Treatment of tumour-induced osteomalacia
Complete surgical resection of causative tumours is the curative treatment for TIO; however, identification and localization of tumours is often difficult. Incomplete resection will lead to recurrence. It is thought that 35–40% of tumours cannot be localized.37
When surgery is not a treatment option, multiple doses of oral phosphate and active vitamin D analogue supplementation were required.18 These can commonly cause gastrointestinal upset and symptoms, together with calcium and parathyroid hormone imbalances.

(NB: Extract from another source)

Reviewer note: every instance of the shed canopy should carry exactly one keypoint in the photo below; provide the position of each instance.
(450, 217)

Evidence of burosumab in tumour-induced osteomalacia
Use of burosumab for the treatment of TIO has recently been described and a summary of the clinical trials are included in Tablet 2: Imanishi et al. first described a study of 13 patients in Japan and South Korea with TIO in 2021, whereby burosumab was initiated at a dose of 1 mg/kg and subsequently up-titrated depending on the individual’s phosphate levels.38 The optimal dose of burosumab in this study could not be defined due to wide variation between patients. The study confirmed the ability of burosumab to increase the key endpoints of serum phosphate levels, serum 1,25(OH)2-vitamin D levels and TmP/GFR between weeks 14 and 112. Treatment with burosumab was also evaluated by clinical improvement endpoints of greater ability to walk further, as defined by 6 min walk testing, decreased patient-reported pain levels and evidence of healing of fractures and pseudofractures.

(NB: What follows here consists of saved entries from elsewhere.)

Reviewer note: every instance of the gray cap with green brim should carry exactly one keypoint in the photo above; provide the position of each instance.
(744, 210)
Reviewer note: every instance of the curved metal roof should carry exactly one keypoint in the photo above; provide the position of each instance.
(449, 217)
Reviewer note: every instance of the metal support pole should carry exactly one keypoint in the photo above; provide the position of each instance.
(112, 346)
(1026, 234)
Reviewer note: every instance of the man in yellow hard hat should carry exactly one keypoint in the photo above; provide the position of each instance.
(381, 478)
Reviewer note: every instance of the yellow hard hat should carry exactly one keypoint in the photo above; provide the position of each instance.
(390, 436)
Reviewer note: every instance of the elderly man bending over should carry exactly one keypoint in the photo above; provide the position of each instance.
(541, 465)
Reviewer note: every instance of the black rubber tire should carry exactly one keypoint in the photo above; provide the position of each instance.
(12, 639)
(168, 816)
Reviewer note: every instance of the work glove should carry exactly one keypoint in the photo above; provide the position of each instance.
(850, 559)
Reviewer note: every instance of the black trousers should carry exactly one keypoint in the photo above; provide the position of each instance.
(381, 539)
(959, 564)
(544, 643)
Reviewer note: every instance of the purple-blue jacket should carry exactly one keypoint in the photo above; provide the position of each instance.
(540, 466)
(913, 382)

Jan De Beur et al. describe a similarly sized concurrent trial in the USA assessing endpoints of serum phosphate and osteomalacia, as assessed by transiliac bone biopsies performed at week 48.39 As well as normalizing phosphate levels, burosumab was found to improve osteoid volume and thickness and reduce mineralization lag time. Widespread reduction in patient-reported levels of both pain and fatigue was found once established on burosumab treatment, and an acceptable safety profile was described, with mild-to-moderate adverse effects reported.

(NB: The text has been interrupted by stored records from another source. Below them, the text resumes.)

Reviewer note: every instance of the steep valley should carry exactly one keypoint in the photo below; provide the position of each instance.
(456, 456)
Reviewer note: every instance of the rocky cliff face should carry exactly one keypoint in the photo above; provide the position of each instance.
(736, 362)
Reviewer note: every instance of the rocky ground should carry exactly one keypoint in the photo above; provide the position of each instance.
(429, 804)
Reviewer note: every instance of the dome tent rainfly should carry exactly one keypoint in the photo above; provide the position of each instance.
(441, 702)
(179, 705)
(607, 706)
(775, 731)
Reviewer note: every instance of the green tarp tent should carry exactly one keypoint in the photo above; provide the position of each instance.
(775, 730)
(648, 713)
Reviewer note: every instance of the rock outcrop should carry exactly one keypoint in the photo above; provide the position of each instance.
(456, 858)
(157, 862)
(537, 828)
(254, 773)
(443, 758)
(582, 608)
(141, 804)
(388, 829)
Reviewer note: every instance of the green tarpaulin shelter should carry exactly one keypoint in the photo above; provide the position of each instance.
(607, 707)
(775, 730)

In addition to XLH, burosumab therefore represents a potentially valuable and effective treatment in TIO where resection or localization of tumours is not possible or successful. Further studies are required to assess long-term use in controlling symptoms; however, there is evidence to currently support the use of burosumab in improving patient quality of life scores, reducing longer term disease sequelae and minimizing concerns surrounding safety.
Conclusion
Burosumab, a novel monoclonal antibody, represents a significant advancement in the treatment of both XLH and TIO, conditions that have previously carried significant levels of disease burden and morbidity. Previous treatments have relied upon cumbersome supplementation regimens, with only partial benefits in terms of symptom relief, disease progression and quality of life. Treatment with burosumab is now established in both children and adults with these conditions, with proven benefits as outlined in this article. Prompt diagnosis of the conditions, with access to specialist care, and prompt commencement of the drug, are now key to further successful treatment.